Sahara: «Le plan marocain d’autonomie doit être traduit par l’ONU en résolution contraignante», selon l’expert italien Riccardo Fabiani

Lors du vote d'une résolution sur la guerre en Ukraine par l'Assemblée générale des Nations unies.

Revue de presseAlors que la reconnaissance de la souveraineté marocaine sur le Sahara par plusieurs grandes puissances bouscule l’équilibre diplomatique du dossier, Riccardo Fabiani, directeur pour l’Afrique du Nord à l’International Crisis Group, décrypte les implications de cette évolution. Cet article est une revue de presse tirée de l’hebdomadaire Al-Ayyam.

Le 04/07/2025 à 20h26

Alors que la question du Sahara connaît un regain d’intensité diplomatique, la reconnaissance par plusieurs puissances occidentales de la souveraineté marocaine sur ses provinces du Sud soulève de nouvelles interrogations sur l’avenir du processus onusien. Dans un entretien exclusif publié par l’hebdomadaire Al-Ayyam dans son édition du 3 au 9 juillet, Riccardo Fabiani, directeur du programme Afrique du Nord à l’International Crisis Group, décrypte les implications de ce tournant stratégique et ses effets potentiels sur la dynamique du Conseil de sécurité, la position de l’Algérie et l’avenir de la MINURSO.

Pour Riccardo Fabiani, les récentes prises de position de Washington, Paris et Londres ne sont en aucun cas anecdotiques. «Le soutien explicite de trois membres permanents du Conseil de sécurité à la souveraineté marocaine ou au plan d’autonomie constitue une évolution stratégique. Ce ne sont pas de simples gestes symboliques, mais les signes d’un glissement progressif du consensus international», explique-t-il.

Cependant, il tient à nuancer. «Malgré leur poids politique, ces reconnaissances doivent être traduites par des résolutions officielles du Conseil de sécurité ou intégrées à un accord formel entre les parties concernées», dit-il. Le changement de ton des grandes capitales occidentales pourrait dans ce sens influencer les futures résolutions onusiennes. «Ces positions créent une pression diplomatique accrue sur le front Polisario et l’Algérie. Elles pourraient inciter le Conseil à intégrer des références plus claires au plan d’autonomie marocain dans ses prochaines décisions», lit-on.
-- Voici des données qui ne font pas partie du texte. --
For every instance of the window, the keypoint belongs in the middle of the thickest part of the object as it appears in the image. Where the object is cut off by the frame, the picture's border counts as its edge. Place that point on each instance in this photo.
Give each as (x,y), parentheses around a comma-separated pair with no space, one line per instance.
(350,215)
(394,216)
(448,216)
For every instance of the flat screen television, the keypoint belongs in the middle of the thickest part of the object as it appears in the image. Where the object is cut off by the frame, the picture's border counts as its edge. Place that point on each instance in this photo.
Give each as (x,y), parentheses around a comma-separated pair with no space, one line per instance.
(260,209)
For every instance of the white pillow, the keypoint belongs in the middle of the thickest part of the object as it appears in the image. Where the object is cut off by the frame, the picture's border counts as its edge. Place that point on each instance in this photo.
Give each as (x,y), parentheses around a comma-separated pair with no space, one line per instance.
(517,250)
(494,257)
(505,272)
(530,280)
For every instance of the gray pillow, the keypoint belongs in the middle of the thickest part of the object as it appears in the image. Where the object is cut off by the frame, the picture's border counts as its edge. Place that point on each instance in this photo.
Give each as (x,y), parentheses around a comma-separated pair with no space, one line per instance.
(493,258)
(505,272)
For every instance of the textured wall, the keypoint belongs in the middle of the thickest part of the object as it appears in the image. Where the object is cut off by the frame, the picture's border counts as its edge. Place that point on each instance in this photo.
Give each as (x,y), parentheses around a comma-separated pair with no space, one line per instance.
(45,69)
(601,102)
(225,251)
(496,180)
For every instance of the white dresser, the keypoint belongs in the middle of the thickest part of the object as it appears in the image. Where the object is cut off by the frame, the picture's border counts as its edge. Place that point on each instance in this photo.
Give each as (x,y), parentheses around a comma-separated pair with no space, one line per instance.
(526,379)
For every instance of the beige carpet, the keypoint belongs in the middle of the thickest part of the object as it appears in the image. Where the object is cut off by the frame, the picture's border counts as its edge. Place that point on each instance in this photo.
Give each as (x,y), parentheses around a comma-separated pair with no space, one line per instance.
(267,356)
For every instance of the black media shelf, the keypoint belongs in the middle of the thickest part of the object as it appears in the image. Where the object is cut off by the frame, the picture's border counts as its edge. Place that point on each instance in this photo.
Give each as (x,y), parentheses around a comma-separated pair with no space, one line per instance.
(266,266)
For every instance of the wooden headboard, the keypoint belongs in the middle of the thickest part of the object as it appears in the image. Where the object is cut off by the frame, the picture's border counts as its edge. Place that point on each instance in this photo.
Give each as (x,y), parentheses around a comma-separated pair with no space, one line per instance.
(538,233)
Fabiani anticipe un impact direct sur la mission de la MINURSO. Si cette tendance se confirme, le mandat de la mission onusienne pourrait évoluer pour refléter la nouvelle réalité politique du dossier.

Selon le chercheur, l’idée d’un référendum d’autodétermination est progressivement abandonnée. «Le projet d’autonomie s’impose peu à peu comme le cadre dominant du débat. Mais cela ne signifie pas la fin du processus politique. Bien au contraire, cela ouvre la voie à une nouvelle phase de négociations». Il souligne toutefois l’importance pour le Maroc de convaincre à la fois ses partenaires et ses opposants.

Interrogé sur la réaction d’Alger, Fabiani juge improbable un revirement de sa position. «L’Algérie ne peut ignorer les signaux venus de Washington, mais elle ne semble pas prête à abandonner le référendum, qu’elle considère comme non négociable», affirme l’expert. Cependant, il estime qu’un règlement du conflit ouvrirait une ère nouvelle dans les relations régionales, notamment entre l’Algérie, le Maroc et la Mauritanie. Mais ce n’est qu’une pièce du puzzle. En attendant, le chercheur constate déjà des mouvements au sein des pays africains. Le revirement du Kenya en est un exemple. Mais des poids lourds comme l’Angola ou l’Afrique du Sud restent très prudents.

Quant aux perspectives de sortie de crise, Riccardo Fabiani reste mesuré. «Je ne crois pas que nous soyons proches d’un accord. L’Algérie n’a pas montré de signes d’ouverture. Même si des négociations sont relancées, elles risquent de buter rapidement sur des désaccords fondamentaux».